Un des chefs, nommé Rossignol, ne put résister au bonheur de serrer avant les autres la main à des coreligionnaires ; il sauta par-dessus la barricade, et s’avança vers les gardes nationaux en criant :

— Soyez les bienvenus !

Mais à l’instant même un cri partit des rangs de la garde nationale :

— Ah ! brigands ! nous vous tenons enfin.

— Feu, mes amis ! cria Rossignol, ce sont des philippistes.

Et une décharge partit de l’intérieur de la barricade, et tua cinq hommes à la garde nationale.

C’était le pendant de : « À moi d’Auvergne ! c’est l’ennemi. » Seulement, plus heureux que le chevalier d’Assas, Rossignol, à travers une grêle de balles, rentra sain et sauf dans la barricade[1].

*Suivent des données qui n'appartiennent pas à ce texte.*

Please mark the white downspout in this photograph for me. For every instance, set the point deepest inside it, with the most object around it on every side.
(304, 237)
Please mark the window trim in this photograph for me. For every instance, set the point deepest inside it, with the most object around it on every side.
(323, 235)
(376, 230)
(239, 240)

Après une lutte terrible, après être revenue trois fois à la charge la garde nationale fut repoussée.

Et vieillards qui avaient quitté leurs moules à balles, enfants qui avaient cessé de faire des bourres pour prendre les armes, déposèrent leurs fusils, et se remirent à la besogne.

Un enfant de douze ans avait été blessé à la tête par la première décharge ; Jeanne, ni comme chef, ni comme ami, ne put obtenir de lui qu’il quittât la barricade.

Les gardes nationaux s’éloignèrent, abandonnant leurs morts et leurs blessés ; mais, aussitôt le champ de bataille libre, Jeanne et ses hommes franchirent la barricade, et allèrent ramasser les blessés, qu’ils portèrent à leurs ambulances.

  1. Noël Parfait, Épisodes des 6 et 6 juin 1832.